За посудой к Джерду и за рубашкой я, наконец, в деревню сходил — негоже в обносках ходить, когда девушка в доме появилась.
Она спервоначалу вовсе жить с нами не хотела, мол, и так я ее родного племянника выкормил, куда еще на шею садиться… Скаллирау испокон веку в лесу под открытым небом живут. Ну и разозлился я тогда, сказал, коли не хотел бы, так и не тащил бы домой, а в лесу оставил…
Мы ее теперь Лио стали звать, сама так сказала. Из деревни я ей принес гребешок узорный, красивый. Фиджу тоже гостинцы… Думаю теперь, придется стену разбирать, еще комнату строить, втроем-то в одной с трудом помещаемся, осень скоро.

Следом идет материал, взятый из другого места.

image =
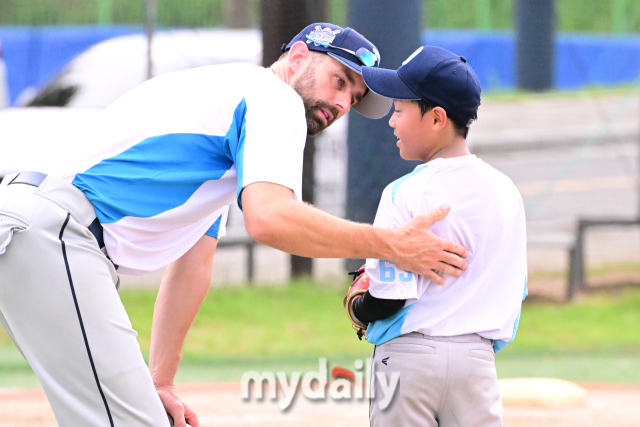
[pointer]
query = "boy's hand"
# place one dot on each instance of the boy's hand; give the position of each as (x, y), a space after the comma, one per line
(421, 251)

Лио как-то сказала, пока Фиджа рядом не было: Алиф рады, и миун, и раззуки какие-то, что в лесу молодой скаллирау будет. Привыкли они к твердой руке, ждут-не дождутся, когда новый хранитель в свои права вступит. А времена-то настали тяжелые, даже средь лета ясного вдруг словно морозом лютым веет: тут и там слухи о существах богопротивных пойманных, даже картинки в городах людям раздают, чтоб знали, бояться кого, и за чью поимку награда ждет. Мелькают на гравюрах и рога оленьи. Страшно мне дитя в этакую пору в жизнь выпускать, но жизнь-то ведь не спрашивает и не ждет никого, катится себе…

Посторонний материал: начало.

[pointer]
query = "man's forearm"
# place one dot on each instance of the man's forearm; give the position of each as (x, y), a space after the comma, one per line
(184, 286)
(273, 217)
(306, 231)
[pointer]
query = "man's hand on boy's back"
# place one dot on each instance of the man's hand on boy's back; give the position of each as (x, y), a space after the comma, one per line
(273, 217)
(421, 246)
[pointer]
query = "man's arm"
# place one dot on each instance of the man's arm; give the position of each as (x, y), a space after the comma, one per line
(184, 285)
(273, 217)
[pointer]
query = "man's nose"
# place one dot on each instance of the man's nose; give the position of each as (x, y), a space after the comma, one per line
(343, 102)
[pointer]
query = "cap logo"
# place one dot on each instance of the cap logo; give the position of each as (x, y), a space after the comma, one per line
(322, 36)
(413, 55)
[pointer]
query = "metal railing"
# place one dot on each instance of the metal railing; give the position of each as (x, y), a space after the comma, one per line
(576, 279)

========== Лорд ==========
Комментарий к Лорд
Не выдержала я, расползлась все же на пять глав) Так что финал будет в следующей, уж не обессудьте. В этой главе будут элементы ангста, но я обещаю, что в итоге все-превсе будет хорошо)))
Я еще что сказать-то забыл. В конце лета еще, когда крышу я заканчивал, приехал к нам гонец из замка. Хорошо, Маллиона с Фиджетом в лесу пропадали, вернуться нескоро должны были. Я за стуком топора-то сразу и не услышал, что меня снизу зовут. Паренек молодой совсем, шлем гвардейца замкового на нос норовит съехать. Думаю, что ж такого зеленого-то послали, заплутал бы в лесу так, что и я не нашел бы. А потом пригляделся — а это Джердов старшенький, я его в тряпках-то воинских и не признал. Хорошо, этот вряд ли тропу потеряет… Волосы себе обрезал, смотрю, ремешок затянул туго, чтоб талия тоньше казалась, как дышать-то только получается? Ну да ладно. Рукой ему махнул, он приосанился, свиток развернул, и читает будто.
— Его милость лорд Уилленрой тебя в замок приказали привесть! — кричит. — Дело срочное!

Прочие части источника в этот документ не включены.